I need a sticker that says "It's no use hitting on me - I'm the plus one" Seriously, how do they think I got in in the 1st place?
Do you think they'll have a special part during the BET awards for Michael Jackson even though he turned white?
So baked. Thought the twigs on the sidewalk were caterpillars with the ability to harden in self defense. Had to pick one up to be sure.
So I put about 15 worms in the cuervo bottle. I don't think that's how it works but I feel like hallucinating by 11am
Yeah I think we tried to use the shower curtain as a parachute because its tied to my backpack with some string. Dont know if anyone actually attempted it though.
Its amazing how creative youll get when your house has been out of toilet paper for a week and a half
Honestly, I've had enough of his asshole to last me the new year.
Please tell me you're talking about his personality.
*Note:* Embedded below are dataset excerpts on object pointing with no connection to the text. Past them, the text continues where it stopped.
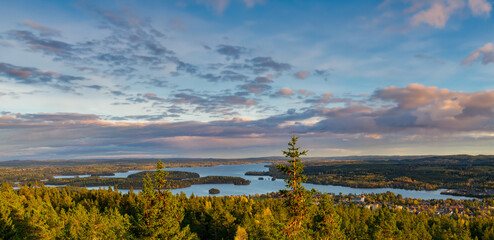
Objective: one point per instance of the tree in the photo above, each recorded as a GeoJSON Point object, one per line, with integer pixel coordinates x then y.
{"type": "Point", "coordinates": [297, 200]}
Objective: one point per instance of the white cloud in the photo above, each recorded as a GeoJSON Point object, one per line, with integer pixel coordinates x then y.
{"type": "Point", "coordinates": [438, 14]}
{"type": "Point", "coordinates": [487, 51]}
{"type": "Point", "coordinates": [480, 7]}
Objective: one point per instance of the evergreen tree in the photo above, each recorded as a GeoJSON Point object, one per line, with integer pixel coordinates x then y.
{"type": "Point", "coordinates": [297, 200]}
{"type": "Point", "coordinates": [160, 214]}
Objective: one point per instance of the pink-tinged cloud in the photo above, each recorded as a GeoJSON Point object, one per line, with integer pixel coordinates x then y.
{"type": "Point", "coordinates": [19, 73]}
{"type": "Point", "coordinates": [487, 52]}
{"type": "Point", "coordinates": [218, 5]}
{"type": "Point", "coordinates": [42, 29]}
{"type": "Point", "coordinates": [152, 96]}
{"type": "Point", "coordinates": [252, 3]}
{"type": "Point", "coordinates": [302, 75]}
{"type": "Point", "coordinates": [414, 95]}
{"type": "Point", "coordinates": [480, 7]}
{"type": "Point", "coordinates": [438, 14]}
{"type": "Point", "coordinates": [285, 92]}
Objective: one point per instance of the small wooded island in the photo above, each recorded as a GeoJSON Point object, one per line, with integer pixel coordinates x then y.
{"type": "Point", "coordinates": [214, 191]}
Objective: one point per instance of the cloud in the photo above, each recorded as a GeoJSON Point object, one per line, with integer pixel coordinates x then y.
{"type": "Point", "coordinates": [28, 75]}
{"type": "Point", "coordinates": [285, 92]}
{"type": "Point", "coordinates": [435, 13]}
{"type": "Point", "coordinates": [43, 30]}
{"type": "Point", "coordinates": [438, 14]}
{"type": "Point", "coordinates": [223, 104]}
{"type": "Point", "coordinates": [232, 52]}
{"type": "Point", "coordinates": [302, 75]}
{"type": "Point", "coordinates": [392, 115]}
{"type": "Point", "coordinates": [218, 5]}
{"type": "Point", "coordinates": [263, 64]}
{"type": "Point", "coordinates": [252, 3]}
{"type": "Point", "coordinates": [487, 51]}
{"type": "Point", "coordinates": [429, 57]}
{"type": "Point", "coordinates": [45, 45]}
{"type": "Point", "coordinates": [480, 7]}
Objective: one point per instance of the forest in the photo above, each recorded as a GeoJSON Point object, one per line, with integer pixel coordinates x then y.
{"type": "Point", "coordinates": [463, 174]}
{"type": "Point", "coordinates": [38, 212]}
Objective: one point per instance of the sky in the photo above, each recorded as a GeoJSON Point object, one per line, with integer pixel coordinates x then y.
{"type": "Point", "coordinates": [235, 78]}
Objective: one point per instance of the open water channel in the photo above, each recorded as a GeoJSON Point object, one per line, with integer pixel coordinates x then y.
{"type": "Point", "coordinates": [267, 185]}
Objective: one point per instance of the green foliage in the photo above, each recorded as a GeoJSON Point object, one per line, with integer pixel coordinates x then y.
{"type": "Point", "coordinates": [160, 214]}
{"type": "Point", "coordinates": [298, 199]}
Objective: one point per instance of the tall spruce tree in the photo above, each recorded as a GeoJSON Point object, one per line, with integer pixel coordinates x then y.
{"type": "Point", "coordinates": [297, 200]}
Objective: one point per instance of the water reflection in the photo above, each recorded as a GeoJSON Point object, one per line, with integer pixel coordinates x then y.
{"type": "Point", "coordinates": [258, 186]}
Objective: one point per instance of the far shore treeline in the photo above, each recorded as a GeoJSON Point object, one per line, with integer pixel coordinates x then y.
{"type": "Point", "coordinates": [38, 212]}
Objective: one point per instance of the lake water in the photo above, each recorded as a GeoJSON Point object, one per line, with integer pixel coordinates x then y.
{"type": "Point", "coordinates": [267, 185]}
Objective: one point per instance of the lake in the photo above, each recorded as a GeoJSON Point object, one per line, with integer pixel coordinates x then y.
{"type": "Point", "coordinates": [267, 185]}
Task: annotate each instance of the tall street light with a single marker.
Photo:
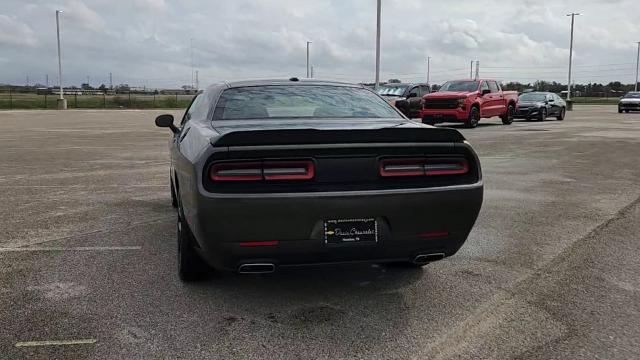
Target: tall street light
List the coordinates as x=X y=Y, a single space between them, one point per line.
x=308 y=43
x=62 y=102
x=573 y=15
x=637 y=66
x=378 y=46
x=428 y=68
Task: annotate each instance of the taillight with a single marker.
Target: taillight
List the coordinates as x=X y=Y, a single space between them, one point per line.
x=399 y=167
x=263 y=170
God she is annoying. I am only keeping her around on fb because I want to see if her baby comes out looking like an alien or not.
If you were a good friend you would take the nipple tassels off me before the ambulance comes.
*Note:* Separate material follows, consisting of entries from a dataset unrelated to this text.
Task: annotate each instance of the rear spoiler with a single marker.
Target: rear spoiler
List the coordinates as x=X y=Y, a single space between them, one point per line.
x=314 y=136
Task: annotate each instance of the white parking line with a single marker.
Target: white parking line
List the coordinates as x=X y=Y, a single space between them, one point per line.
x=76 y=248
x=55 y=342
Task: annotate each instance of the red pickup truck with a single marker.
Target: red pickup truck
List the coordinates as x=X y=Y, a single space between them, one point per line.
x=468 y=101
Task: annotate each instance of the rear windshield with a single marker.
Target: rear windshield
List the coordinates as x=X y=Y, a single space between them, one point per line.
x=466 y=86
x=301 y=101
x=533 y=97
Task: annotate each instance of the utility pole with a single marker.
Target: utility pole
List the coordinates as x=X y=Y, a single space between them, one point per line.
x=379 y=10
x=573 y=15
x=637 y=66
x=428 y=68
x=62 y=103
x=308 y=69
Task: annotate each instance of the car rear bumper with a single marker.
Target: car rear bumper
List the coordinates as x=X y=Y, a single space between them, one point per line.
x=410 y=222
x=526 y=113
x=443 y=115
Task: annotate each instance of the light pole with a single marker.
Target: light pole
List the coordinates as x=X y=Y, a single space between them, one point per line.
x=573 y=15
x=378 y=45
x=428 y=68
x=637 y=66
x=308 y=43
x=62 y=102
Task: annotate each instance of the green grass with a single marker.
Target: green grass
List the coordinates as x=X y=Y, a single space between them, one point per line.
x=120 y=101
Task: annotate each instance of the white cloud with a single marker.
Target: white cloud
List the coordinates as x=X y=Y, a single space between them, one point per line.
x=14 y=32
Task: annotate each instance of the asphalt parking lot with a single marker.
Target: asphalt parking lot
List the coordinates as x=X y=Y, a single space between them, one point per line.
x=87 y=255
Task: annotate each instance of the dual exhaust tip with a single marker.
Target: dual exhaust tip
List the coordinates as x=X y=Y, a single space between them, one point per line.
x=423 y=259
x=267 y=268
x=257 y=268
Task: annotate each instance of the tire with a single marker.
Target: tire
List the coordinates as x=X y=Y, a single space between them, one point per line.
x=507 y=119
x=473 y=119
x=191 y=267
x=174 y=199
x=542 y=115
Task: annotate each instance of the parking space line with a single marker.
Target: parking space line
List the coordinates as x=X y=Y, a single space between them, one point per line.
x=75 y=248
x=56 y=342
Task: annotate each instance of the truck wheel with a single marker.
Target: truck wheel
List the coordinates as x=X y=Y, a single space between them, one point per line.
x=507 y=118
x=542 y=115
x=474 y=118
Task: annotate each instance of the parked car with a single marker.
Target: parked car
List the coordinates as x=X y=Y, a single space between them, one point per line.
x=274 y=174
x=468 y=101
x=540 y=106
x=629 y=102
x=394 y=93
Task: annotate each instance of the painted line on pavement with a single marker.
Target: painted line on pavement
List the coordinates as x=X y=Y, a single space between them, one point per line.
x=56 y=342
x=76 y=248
I just watched our fat male neighbor dibble a soccer ball across the lawn. It looked like Baywatch with diabetes
When we were done he got down next to the bed and I thought he was Tebowing. He was hitting a bong that he had already loaded and hidden under the bed.
When I wake up, please remind me why my shoe is in the toilet, my shower is filled with jello, and there is a naked girl sleeping on my coffee table holding a bag of Cheetos. that is all.
I shit you not. Dude complemented me for being meme savvy. You could drown a toddler in my panties right now.
Just got drunk at the Cheesecake Factory again. Made me think of you.
That's the nicest thing anyone's ever said to me.
You kept crying and I couldnt help but laugh at you, I was really high though.